Interestingly, even though we use the [7] index operator to get our result here, this does not explode if the requested index isn't found. Instead, we get an empty enumeration and get back the appropriate-ish sum of 0. This seems weird, given that index operations are kind of known for being exothermic.

Performance ruminations

First off, this test is pretty simple. It involves getting back only one key out of a comparatively small number of keys, which probably exaggerates the performance of GroupBy if nothing else, so keep that in mind. Moving on, here are our results.

"Short" table

byDictionary:   00:00:00.0016506 :: 72
byLookup:       00:00:00.0057605 :: 72
byGroupBy:      00:00:00.0018367 :: 72

"Long" table

byDictionary:   00:00:00.0059935 :: 4567
byLookup:       00:00:00.0082432 :: 4567
byGroupBy:      00:00:00.0060029 :: 4567

I ran two tests. In the first, we had 1000 different "tires" from 100 possible "manufacturers." In the second, we have 100,000 different tires from the same 100 manufacturers. The data in the first set is a subset of the data in the second set, since it was generated using just new Random(13).

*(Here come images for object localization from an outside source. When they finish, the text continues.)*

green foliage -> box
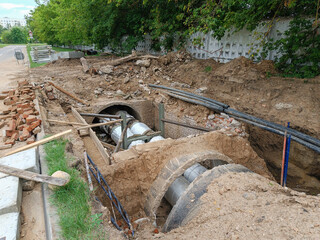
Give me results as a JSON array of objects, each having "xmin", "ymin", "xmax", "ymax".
[
  {"xmin": 263, "ymin": 18, "xmax": 320, "ymax": 78},
  {"xmin": 27, "ymin": 0, "xmax": 320, "ymax": 77},
  {"xmin": 44, "ymin": 139, "xmax": 106, "ymax": 239},
  {"xmin": 204, "ymin": 66, "xmax": 212, "ymax": 72},
  {"xmin": 1, "ymin": 27, "xmax": 28, "ymax": 44}
]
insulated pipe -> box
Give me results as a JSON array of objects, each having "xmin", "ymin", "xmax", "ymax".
[
  {"xmin": 164, "ymin": 176, "xmax": 190, "ymax": 206},
  {"xmin": 110, "ymin": 125, "xmax": 144, "ymax": 149},
  {"xmin": 183, "ymin": 163, "xmax": 207, "ymax": 182},
  {"xmin": 130, "ymin": 122, "xmax": 152, "ymax": 135}
]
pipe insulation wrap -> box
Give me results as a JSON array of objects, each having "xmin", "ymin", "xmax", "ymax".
[
  {"xmin": 183, "ymin": 163, "xmax": 207, "ymax": 182},
  {"xmin": 164, "ymin": 176, "xmax": 190, "ymax": 206},
  {"xmin": 110, "ymin": 125, "xmax": 144, "ymax": 148},
  {"xmin": 130, "ymin": 122, "xmax": 152, "ymax": 135},
  {"xmin": 149, "ymin": 135, "xmax": 165, "ymax": 142}
]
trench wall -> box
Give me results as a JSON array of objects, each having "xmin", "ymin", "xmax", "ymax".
[{"xmin": 99, "ymin": 131, "xmax": 273, "ymax": 215}]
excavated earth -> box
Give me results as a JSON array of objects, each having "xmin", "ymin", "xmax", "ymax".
[{"xmin": 28, "ymin": 51, "xmax": 320, "ymax": 238}]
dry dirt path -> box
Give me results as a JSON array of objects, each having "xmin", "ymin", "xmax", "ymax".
[{"xmin": 0, "ymin": 45, "xmax": 46, "ymax": 240}]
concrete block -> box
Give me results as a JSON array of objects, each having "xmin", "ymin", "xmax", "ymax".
[
  {"xmin": 0, "ymin": 148, "xmax": 38, "ymax": 179},
  {"xmin": 69, "ymin": 51, "xmax": 84, "ymax": 58},
  {"xmin": 0, "ymin": 212, "xmax": 20, "ymax": 240},
  {"xmin": 0, "ymin": 176, "xmax": 22, "ymax": 215}
]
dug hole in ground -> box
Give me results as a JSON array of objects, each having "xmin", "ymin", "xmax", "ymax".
[{"xmin": 1, "ymin": 45, "xmax": 320, "ymax": 239}]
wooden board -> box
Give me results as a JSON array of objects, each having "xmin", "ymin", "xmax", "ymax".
[
  {"xmin": 0, "ymin": 164, "xmax": 69, "ymax": 186},
  {"xmin": 71, "ymin": 107, "xmax": 110, "ymax": 165}
]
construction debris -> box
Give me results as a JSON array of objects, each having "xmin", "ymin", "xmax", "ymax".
[{"xmin": 0, "ymin": 80, "xmax": 41, "ymax": 147}]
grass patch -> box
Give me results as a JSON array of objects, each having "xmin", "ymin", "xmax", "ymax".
[
  {"xmin": 44, "ymin": 139, "xmax": 106, "ymax": 239},
  {"xmin": 26, "ymin": 44, "xmax": 47, "ymax": 68},
  {"xmin": 0, "ymin": 44, "xmax": 9, "ymax": 48},
  {"xmin": 204, "ymin": 66, "xmax": 212, "ymax": 72}
]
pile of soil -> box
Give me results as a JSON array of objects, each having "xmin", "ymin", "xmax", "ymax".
[
  {"xmin": 137, "ymin": 172, "xmax": 320, "ymax": 239},
  {"xmin": 30, "ymin": 51, "xmax": 320, "ymax": 193}
]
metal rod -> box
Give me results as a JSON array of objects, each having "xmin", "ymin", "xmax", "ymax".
[
  {"xmin": 283, "ymin": 134, "xmax": 291, "ymax": 187},
  {"xmin": 162, "ymin": 119, "xmax": 213, "ymax": 132},
  {"xmin": 79, "ymin": 112, "xmax": 121, "ymax": 119},
  {"xmin": 281, "ymin": 130, "xmax": 287, "ymax": 186},
  {"xmin": 76, "ymin": 119, "xmax": 122, "ymax": 130},
  {"xmin": 159, "ymin": 103, "xmax": 165, "ymax": 137},
  {"xmin": 84, "ymin": 151, "xmax": 93, "ymax": 191}
]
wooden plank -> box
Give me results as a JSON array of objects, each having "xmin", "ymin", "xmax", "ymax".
[
  {"xmin": 76, "ymin": 119, "xmax": 122, "ymax": 130},
  {"xmin": 47, "ymin": 119, "xmax": 88, "ymax": 126},
  {"xmin": 0, "ymin": 164, "xmax": 69, "ymax": 186},
  {"xmin": 48, "ymin": 82, "xmax": 89, "ymax": 106},
  {"xmin": 71, "ymin": 107, "xmax": 111, "ymax": 165},
  {"xmin": 1, "ymin": 130, "xmax": 72, "ymax": 158}
]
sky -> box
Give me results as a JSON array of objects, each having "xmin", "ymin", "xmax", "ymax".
[{"xmin": 0, "ymin": 0, "xmax": 37, "ymax": 19}]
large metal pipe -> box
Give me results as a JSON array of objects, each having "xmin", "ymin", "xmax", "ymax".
[
  {"xmin": 183, "ymin": 163, "xmax": 207, "ymax": 182},
  {"xmin": 164, "ymin": 176, "xmax": 190, "ymax": 206}
]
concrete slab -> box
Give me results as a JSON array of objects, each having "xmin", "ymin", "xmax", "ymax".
[
  {"xmin": 0, "ymin": 148, "xmax": 38, "ymax": 179},
  {"xmin": 0, "ymin": 212, "xmax": 20, "ymax": 240},
  {"xmin": 0, "ymin": 176, "xmax": 22, "ymax": 215}
]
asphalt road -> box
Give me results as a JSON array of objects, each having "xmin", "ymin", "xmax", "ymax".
[{"xmin": 0, "ymin": 45, "xmax": 26, "ymax": 63}]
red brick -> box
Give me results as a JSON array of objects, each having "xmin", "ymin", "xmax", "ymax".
[
  {"xmin": 26, "ymin": 120, "xmax": 41, "ymax": 132},
  {"xmin": 11, "ymin": 132, "xmax": 19, "ymax": 141},
  {"xmin": 3, "ymin": 97, "xmax": 14, "ymax": 105},
  {"xmin": 18, "ymin": 124, "xmax": 27, "ymax": 131},
  {"xmin": 26, "ymin": 115, "xmax": 37, "ymax": 124},
  {"xmin": 8, "ymin": 90, "xmax": 15, "ymax": 96},
  {"xmin": 5, "ymin": 138, "xmax": 15, "ymax": 145},
  {"xmin": 8, "ymin": 119, "xmax": 16, "ymax": 131},
  {"xmin": 26, "ymin": 136, "xmax": 35, "ymax": 144},
  {"xmin": 22, "ymin": 110, "xmax": 34, "ymax": 119},
  {"xmin": 21, "ymin": 103, "xmax": 31, "ymax": 109},
  {"xmin": 16, "ymin": 116, "xmax": 23, "ymax": 126},
  {"xmin": 19, "ymin": 128, "xmax": 30, "ymax": 141},
  {"xmin": 6, "ymin": 129, "xmax": 18, "ymax": 137}
]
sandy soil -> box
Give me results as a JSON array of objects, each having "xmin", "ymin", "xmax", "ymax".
[
  {"xmin": 145, "ymin": 172, "xmax": 320, "ymax": 240},
  {"xmin": 30, "ymin": 52, "xmax": 320, "ymax": 193},
  {"xmin": 27, "ymin": 51, "xmax": 320, "ymax": 239}
]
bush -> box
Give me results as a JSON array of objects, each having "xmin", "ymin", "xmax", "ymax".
[{"xmin": 1, "ymin": 27, "xmax": 28, "ymax": 44}]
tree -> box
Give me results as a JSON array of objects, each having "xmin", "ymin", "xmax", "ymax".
[{"xmin": 1, "ymin": 27, "xmax": 28, "ymax": 43}]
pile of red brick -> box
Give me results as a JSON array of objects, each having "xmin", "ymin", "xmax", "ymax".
[{"xmin": 1, "ymin": 80, "xmax": 41, "ymax": 147}]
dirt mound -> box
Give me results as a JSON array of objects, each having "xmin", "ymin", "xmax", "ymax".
[
  {"xmin": 213, "ymin": 56, "xmax": 264, "ymax": 83},
  {"xmin": 256, "ymin": 60, "xmax": 278, "ymax": 74},
  {"xmin": 46, "ymin": 58, "xmax": 81, "ymax": 67},
  {"xmin": 150, "ymin": 172, "xmax": 320, "ymax": 239}
]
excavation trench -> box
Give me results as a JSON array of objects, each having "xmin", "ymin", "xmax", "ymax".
[{"xmin": 81, "ymin": 102, "xmax": 273, "ymax": 232}]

First place goes to ToDictionary, and GroupBy comes in a close second. Bringing up the rear we have ToLookup, presumably because ToLookup incurs far greater overhead; its runtime increases the least from the short list to the long list.

I found these results surprising. I expected ToLookup to be implemented as, effectively, some kind of sugar on top of my own code for ToDictionary. That appears not to be the case.